Esto es lo que debemos tener en cuenta en estos momentos en los que estamos siendo atacados por el terrorismo yihadista. Quienes han declarado esta guerra persiguen la radicalización del mundo en sociedades antagónicas apelando (falazmente)  a las convicciones religiosas (o culturales). Utilizan el miedo para fomentar la radicalidad en el caos. Sólo se representan a sí mismos; pero saben que el racismo latente en la mayoría de las sociedades occidentales potencia exponencialmente el impacto de sus atentados. Provocando el miedo consiguen que sectores muy amplios de las poblaciones afectadas se desestabilicen emocionalmente, se ofusquen, y terminen por identificar el islam con el terrorismo. Ésa es su victoria. Viven y trabajan para la división. Por ello, todos aquellos que de manera irracional resumen el fenómeno del terrorismo yihadista  diciendo que “los musulmanes nos atacan” son los mejores aliados de los terroristas. Cada comentario u opinión racista vertida tras un atentado terrorista es una bala del yihadismo que impacta en el corazón de nuestra sociedad, aunque sea disparada, paradójicamente, por quienes vociferan todo lo contrario como orates enfurecidos.

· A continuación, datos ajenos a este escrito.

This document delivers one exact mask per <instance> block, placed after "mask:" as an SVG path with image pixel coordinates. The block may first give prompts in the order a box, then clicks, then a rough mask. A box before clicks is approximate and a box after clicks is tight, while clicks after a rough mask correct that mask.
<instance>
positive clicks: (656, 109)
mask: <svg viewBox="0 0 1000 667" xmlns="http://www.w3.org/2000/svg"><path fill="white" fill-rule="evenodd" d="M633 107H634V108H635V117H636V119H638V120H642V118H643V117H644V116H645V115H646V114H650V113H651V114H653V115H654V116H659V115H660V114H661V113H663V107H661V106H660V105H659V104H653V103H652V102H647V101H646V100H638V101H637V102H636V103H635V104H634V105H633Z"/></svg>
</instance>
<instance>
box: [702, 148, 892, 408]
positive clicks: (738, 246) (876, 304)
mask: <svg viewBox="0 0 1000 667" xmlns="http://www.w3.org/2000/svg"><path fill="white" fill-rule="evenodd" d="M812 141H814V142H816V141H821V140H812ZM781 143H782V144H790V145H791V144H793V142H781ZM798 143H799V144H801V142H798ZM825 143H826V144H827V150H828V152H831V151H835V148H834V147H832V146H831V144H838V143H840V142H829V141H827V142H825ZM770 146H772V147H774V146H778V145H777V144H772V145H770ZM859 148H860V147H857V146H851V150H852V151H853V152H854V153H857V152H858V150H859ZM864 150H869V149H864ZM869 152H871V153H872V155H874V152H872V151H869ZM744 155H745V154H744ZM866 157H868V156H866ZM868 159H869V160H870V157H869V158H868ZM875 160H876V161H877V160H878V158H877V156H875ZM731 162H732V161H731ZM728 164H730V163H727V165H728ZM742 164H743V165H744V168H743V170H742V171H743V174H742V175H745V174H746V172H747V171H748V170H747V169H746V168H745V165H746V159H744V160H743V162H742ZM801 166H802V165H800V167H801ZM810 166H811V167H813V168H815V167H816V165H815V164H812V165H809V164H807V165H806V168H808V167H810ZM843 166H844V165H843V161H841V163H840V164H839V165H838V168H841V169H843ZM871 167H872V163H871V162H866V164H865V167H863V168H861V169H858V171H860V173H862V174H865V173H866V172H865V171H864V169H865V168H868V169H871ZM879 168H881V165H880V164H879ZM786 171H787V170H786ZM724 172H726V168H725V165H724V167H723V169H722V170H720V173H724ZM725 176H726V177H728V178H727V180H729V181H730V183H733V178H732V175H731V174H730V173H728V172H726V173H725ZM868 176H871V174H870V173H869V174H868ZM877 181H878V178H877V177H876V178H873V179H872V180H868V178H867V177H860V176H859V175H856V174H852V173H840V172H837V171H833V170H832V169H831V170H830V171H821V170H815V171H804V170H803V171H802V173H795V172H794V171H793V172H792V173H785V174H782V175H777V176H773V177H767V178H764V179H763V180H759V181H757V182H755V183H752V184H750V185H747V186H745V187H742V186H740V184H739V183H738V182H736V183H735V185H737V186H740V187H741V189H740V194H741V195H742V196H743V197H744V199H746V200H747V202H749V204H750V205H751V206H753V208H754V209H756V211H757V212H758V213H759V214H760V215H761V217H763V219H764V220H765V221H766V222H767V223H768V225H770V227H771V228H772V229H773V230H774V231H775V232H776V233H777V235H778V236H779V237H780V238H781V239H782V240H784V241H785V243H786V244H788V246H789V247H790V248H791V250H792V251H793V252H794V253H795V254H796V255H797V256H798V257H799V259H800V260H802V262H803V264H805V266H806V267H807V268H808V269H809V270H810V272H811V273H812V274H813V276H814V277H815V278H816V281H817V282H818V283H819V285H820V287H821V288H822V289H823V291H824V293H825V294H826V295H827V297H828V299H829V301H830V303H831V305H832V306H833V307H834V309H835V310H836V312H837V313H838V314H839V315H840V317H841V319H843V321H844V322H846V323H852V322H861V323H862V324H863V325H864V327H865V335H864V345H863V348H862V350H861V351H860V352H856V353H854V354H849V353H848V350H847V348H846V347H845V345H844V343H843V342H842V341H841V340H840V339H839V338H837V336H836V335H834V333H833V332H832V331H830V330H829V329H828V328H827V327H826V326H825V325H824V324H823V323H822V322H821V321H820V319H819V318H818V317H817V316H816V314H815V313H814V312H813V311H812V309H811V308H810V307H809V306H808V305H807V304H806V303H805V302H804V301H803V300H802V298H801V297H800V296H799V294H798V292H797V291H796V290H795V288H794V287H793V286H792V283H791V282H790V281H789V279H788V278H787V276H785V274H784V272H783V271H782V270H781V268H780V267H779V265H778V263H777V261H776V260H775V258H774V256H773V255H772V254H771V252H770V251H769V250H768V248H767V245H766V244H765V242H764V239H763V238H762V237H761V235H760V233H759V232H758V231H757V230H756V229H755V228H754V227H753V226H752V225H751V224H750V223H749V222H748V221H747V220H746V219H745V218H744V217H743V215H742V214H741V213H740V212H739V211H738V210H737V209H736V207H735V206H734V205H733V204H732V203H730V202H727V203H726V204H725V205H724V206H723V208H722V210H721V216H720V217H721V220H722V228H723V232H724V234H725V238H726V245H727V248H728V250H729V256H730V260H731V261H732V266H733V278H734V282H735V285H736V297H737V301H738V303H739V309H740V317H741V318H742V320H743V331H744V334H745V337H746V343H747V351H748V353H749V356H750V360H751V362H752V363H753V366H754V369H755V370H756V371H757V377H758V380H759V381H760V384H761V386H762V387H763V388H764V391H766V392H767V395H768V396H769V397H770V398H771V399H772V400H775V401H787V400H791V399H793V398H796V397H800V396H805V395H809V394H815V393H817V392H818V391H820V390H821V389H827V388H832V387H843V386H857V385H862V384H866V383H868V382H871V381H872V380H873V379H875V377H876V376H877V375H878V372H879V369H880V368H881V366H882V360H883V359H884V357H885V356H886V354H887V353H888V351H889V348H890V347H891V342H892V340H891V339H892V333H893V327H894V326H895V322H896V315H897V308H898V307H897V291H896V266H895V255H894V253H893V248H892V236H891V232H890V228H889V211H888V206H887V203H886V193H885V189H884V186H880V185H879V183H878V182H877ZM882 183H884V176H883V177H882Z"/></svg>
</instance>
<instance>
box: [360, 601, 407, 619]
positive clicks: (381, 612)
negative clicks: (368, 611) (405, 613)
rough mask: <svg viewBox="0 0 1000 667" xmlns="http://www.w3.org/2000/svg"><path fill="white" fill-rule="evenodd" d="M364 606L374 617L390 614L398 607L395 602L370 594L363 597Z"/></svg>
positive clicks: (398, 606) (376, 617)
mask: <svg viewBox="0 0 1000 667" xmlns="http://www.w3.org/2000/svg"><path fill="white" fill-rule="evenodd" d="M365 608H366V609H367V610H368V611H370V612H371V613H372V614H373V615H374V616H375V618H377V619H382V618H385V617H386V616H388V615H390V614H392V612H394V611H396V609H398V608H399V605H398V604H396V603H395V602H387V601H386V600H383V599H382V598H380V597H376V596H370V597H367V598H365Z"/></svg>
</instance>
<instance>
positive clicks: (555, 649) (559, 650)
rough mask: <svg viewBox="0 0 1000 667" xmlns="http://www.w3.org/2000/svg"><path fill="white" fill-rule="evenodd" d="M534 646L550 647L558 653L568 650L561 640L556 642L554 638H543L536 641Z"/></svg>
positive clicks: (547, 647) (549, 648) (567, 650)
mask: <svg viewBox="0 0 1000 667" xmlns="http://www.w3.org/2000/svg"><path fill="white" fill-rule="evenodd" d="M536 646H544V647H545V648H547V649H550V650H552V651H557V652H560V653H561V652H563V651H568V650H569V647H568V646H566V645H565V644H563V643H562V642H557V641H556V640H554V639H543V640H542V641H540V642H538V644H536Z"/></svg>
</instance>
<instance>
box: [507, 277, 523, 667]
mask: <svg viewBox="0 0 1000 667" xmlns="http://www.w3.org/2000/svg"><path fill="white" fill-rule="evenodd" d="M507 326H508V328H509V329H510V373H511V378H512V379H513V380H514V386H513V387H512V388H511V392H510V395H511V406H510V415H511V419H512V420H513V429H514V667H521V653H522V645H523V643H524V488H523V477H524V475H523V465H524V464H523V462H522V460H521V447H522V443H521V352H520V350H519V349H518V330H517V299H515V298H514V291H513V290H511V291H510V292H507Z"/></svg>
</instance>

No es necesario argumentar el especial significado que tiene esta cuestión en nuestra Ciudad. Los ceutíes debemos tener  asumido en lo más profundo de nuestras convicciones, la condición radicalmente pacífica del islam como religión, y de los musulmanes como ciudadanos (el hecho que existan individuos malos o perversos no lo convierte en categoría). Convivimos con ellos. Formamos parte de un proyecto de vida en común. Sabemos perfectamente que es así. Por eso tenemos entre todos la obligación de detectar, aislar y arrojar al ostracismo a esos racistas irresponsables que no pierden oportunidad de sembrar su maligna cizaña sin reparar en el daño que le hacen a esta Ciudad. Debemos ser duros contra el terrorismo. Es una guerra, y  como tal se debe afrontar. Y para ello debemos empezar por  tener muy claro quién es el enemigo.  El hecho de que los terroristas sean (o, mejor dicho, se autodenominen) musulmanes, no significa, ni remotamente, que los musulmanes sean terroristas. Es de una lógica aplastante que la realidad sanciona de manera inapelable.  El miedo no puede lesionar el sentimiento de sincera fraternidad entre musulmanes y cristianos que debe fundamentar nuestro concepto de comunidad (aunque nos encontremos aún lejos de su plenitud).